Quem mais está no elenco de Paixão de Escritório?
- Jennifer Lopez como protagonista — profissional experiente envolvida no romance central
- Brett Goldstein como o outro lado do romance — também ator e roteirista do filme
- Amy Sedaris como colega de trabalho — traz o humor absurdo da série The Morning Show para a comédia romântica
- Tony Hale como personagem de suporte — conhecido por seu trabalho em Veep
- Bradley Whitford como personagem de autoridade no escritório
- Edward James Olmos como personagem adicional do elenco
Quem criou Paixão de Escritório?
O roteiro saiu das mãos de Brett Goldstein — sim, o mesmo que atuou no filme — em parceria com Joe Kelly, um dos criadores de Ted Lasso. A direção ficou a cargo de Ol Parker, veterano em comédias românticas que dirigiu filmes como Imagine Eu e Você, Mamma Mia: Lá Vamos Nós de Novo! e Ingresso para o Paraíso.
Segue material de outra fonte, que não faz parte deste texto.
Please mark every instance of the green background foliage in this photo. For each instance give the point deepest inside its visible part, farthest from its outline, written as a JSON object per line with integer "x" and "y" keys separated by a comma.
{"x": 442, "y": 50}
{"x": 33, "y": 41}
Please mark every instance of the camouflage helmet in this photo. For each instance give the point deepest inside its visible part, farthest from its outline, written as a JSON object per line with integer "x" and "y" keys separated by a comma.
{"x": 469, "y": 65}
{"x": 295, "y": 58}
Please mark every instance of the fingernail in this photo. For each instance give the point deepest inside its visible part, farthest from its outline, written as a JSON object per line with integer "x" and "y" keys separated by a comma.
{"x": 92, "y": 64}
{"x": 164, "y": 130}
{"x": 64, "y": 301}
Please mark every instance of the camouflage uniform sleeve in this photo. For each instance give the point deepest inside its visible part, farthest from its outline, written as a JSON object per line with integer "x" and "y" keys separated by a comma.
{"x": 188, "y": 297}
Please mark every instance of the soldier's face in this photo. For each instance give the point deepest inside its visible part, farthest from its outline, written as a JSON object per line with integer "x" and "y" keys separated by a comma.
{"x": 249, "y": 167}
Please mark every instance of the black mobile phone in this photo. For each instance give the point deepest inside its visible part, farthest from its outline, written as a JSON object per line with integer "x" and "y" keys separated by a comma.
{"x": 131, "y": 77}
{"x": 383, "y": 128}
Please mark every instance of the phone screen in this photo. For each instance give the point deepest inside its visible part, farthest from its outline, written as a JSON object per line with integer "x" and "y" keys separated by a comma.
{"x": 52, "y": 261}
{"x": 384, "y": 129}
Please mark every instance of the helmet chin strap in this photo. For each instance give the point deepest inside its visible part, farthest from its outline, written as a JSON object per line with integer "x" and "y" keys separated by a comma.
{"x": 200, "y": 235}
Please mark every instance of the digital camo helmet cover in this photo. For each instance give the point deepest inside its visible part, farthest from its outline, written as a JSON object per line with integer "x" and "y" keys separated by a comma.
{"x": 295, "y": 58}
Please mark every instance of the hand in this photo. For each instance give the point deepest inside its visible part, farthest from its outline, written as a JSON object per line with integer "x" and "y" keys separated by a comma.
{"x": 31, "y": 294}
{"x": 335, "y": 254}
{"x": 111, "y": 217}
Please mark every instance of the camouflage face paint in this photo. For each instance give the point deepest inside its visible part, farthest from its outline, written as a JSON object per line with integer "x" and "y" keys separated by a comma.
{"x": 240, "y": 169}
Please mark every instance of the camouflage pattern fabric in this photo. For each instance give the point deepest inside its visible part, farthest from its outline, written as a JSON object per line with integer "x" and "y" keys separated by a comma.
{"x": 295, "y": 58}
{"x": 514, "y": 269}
Essa combinação de talentos sugere uma tentativa deliberada de trazer qualidade de série prestige para o gênero de comédia romântica — um espaço que a Netflix tem tentado revitalizar depois de anos em que produções desse tipo caíram em clichês previsíveis.
Paixão de Escritório marca o retorno de Jennifer Lopez à Netflix após Atlas e A Mãe. Para Lopez, representa mais um capítulo em sua longa filmografia de comédias românticas, um gênero que a atriz retorna regularmente apesar da reputação crítica inferior que o formato recebe. Aqui, porém, o projeto parece contar com mais criatividade técnica nos bastidores — algo que as revelações de Betty Gilpin deixam absolutamente claro.